Le sucre : une mémoire coloniale et une amnésie contemporaine
Dans son documentaire « Le sucre, pour la douceur et pour le pire », la réalisatrice Mathilde Damoisel remonte les fils d'une histoire mondiale, coloniale et contemporaine. Un récit en deux volets qui fait du sucre une loupe pour lire les inégalités passées... et présentes.

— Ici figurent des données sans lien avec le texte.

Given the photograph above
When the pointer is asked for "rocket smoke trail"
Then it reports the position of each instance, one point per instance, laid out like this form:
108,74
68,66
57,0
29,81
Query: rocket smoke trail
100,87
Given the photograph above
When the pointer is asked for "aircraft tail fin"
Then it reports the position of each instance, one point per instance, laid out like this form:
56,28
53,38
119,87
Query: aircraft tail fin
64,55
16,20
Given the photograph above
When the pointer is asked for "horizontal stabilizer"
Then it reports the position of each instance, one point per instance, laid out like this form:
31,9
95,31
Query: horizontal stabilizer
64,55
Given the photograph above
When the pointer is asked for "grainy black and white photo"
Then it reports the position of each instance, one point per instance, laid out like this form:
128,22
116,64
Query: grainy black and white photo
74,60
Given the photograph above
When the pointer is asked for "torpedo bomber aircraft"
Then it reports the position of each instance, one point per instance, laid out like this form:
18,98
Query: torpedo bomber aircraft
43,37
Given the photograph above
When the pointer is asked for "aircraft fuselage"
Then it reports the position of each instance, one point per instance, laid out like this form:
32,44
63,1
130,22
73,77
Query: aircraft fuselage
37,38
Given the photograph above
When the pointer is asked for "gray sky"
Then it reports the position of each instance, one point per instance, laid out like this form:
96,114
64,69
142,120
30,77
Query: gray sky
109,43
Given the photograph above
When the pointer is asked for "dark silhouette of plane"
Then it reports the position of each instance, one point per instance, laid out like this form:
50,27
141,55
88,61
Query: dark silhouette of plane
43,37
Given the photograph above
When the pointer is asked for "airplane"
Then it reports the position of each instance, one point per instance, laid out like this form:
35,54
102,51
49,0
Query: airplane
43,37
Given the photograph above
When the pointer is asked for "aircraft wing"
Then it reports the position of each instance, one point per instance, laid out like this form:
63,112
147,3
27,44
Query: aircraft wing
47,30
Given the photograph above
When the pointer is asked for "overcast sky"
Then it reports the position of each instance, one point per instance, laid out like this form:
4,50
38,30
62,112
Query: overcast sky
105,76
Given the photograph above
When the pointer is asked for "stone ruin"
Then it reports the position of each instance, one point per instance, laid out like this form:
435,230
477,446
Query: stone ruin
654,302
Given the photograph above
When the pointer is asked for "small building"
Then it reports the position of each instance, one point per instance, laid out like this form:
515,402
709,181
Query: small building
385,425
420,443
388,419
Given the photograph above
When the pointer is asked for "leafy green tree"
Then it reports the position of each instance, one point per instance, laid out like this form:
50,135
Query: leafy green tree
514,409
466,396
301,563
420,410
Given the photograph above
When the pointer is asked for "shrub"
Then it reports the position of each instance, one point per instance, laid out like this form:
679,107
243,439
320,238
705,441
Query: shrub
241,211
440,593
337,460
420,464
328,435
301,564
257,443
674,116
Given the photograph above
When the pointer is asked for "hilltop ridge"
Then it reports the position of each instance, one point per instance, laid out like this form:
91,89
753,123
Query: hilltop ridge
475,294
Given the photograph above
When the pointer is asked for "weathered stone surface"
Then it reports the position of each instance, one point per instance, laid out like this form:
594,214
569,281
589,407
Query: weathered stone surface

«J'ai été poursuivie, asservie, enlevée à l'Afrique et livrée, pour un sac de sucre » : la phrase de la rappeuse Casey résonne encore. Son titre « Sac de sucre » (Libérez la bête, 2010) aurait pu faire office de bande-son pour le premier des deux épisodes du documentaire réalisé par Mathilde Damoisel, Le sucre, pour la douceur et pour le pire, à voir jusqu'au 5 novembre sur Arte.tv et la chaîne YouTube d'Arte.
Une résonance particulière
Si les champs de canne à sucre symbolisent la Guadeloupe sans doute bien plus que les plages et les cocotiers - en tout cas, vu d'ici -, le sucre garde un goût amer parce qu'intrinsèquement lié à quatre siècles d'esclavage qui ont fait ce que la France est aujourd'hui. Ainsi, il était impossible, selon Mathilde Damoisel, de comprendre la place du sucre aujourd'hui sans remonter aux plantations esclavagistes, aux flux de capitaux et aux transformations sociales qu'il a générées.
Ce que le sucre révèle des hiérarchies raciales
Les deux épisodes d'environ une heure, Esclaves du sucre...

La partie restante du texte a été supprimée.